= Lo Tung-bin =

Taiwanese biochemist (1927–2019)

Lo Tung-bin (羅銅壁 (Luó Tóngbì, Lo T'ung-pi); 15 February 1927 – 13 May 2019), also known as T. B. Lo, was a Taiwanese biochemist. A pioneer in the research on proteins in Taiwan, he was elected an academician of Academia Sinica in 1986. He served as Dean of the College of Sciences of National Taiwan University and Vice President of Academia Sinica (1993–1996).

== Biography ==
Lo was born on 15 February 1927 in Puli, Nantou, Japanese Taiwan. After graduating from National Taiwan University (NTU), he studied at Tohoku University in Japan, earning his Ph.D. in chemistry in 1959.

Lo worked as an associate research fellow at the University of California, Berkeley, before returning to Taiwan to join the faculty of NTU. In 1972, on the invitation of Chien Shih-Liang, then president of Academia Sinica, he co-founded the Institute of Biological Chemistry, a joint venture of NTU and Academia Sinica, and served as its first director. Lo's teaching career teaching career at NTU spanned from 1964 to 1995.

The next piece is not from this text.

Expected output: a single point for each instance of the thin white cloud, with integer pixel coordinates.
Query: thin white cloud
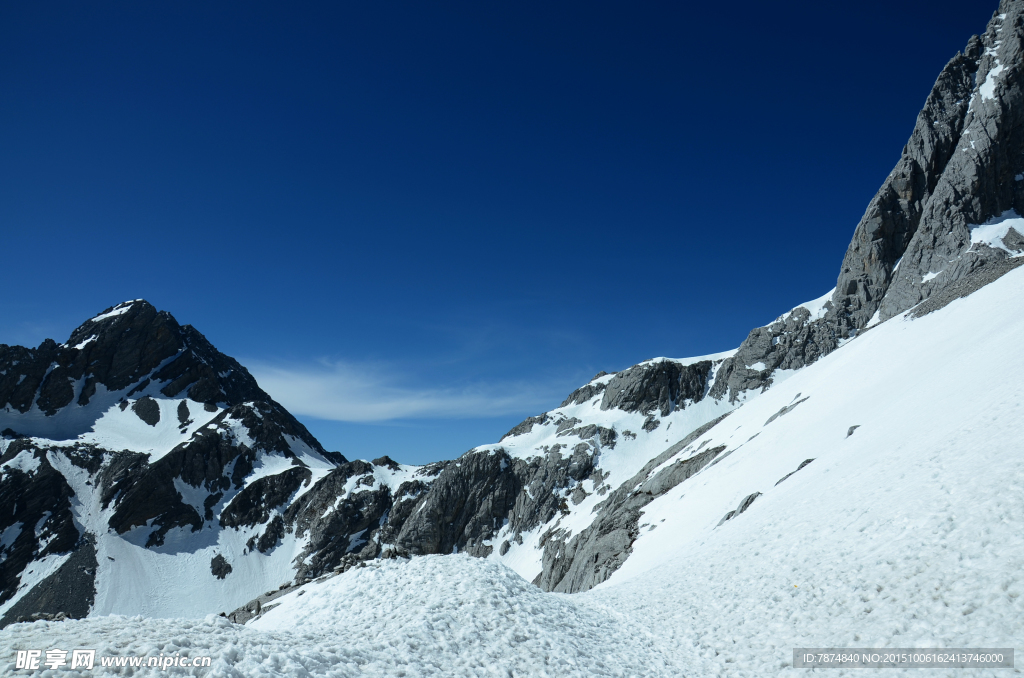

A pioneer in the research on proteins in Taiwan, Lo was elected an academician of Academia Sinica in 1986. From 1978 to 1990 he served as Dean of the College of Sciences and then Dean of Academic Affairs at NTU. From 1993 to 1996, he served as Vice President of Academia Sinica. In January 2016, his memoir was published by the Institute of Modern History of Academia Sinica.

Lo died on 13 May 2019 in Taipei, at the age of 92.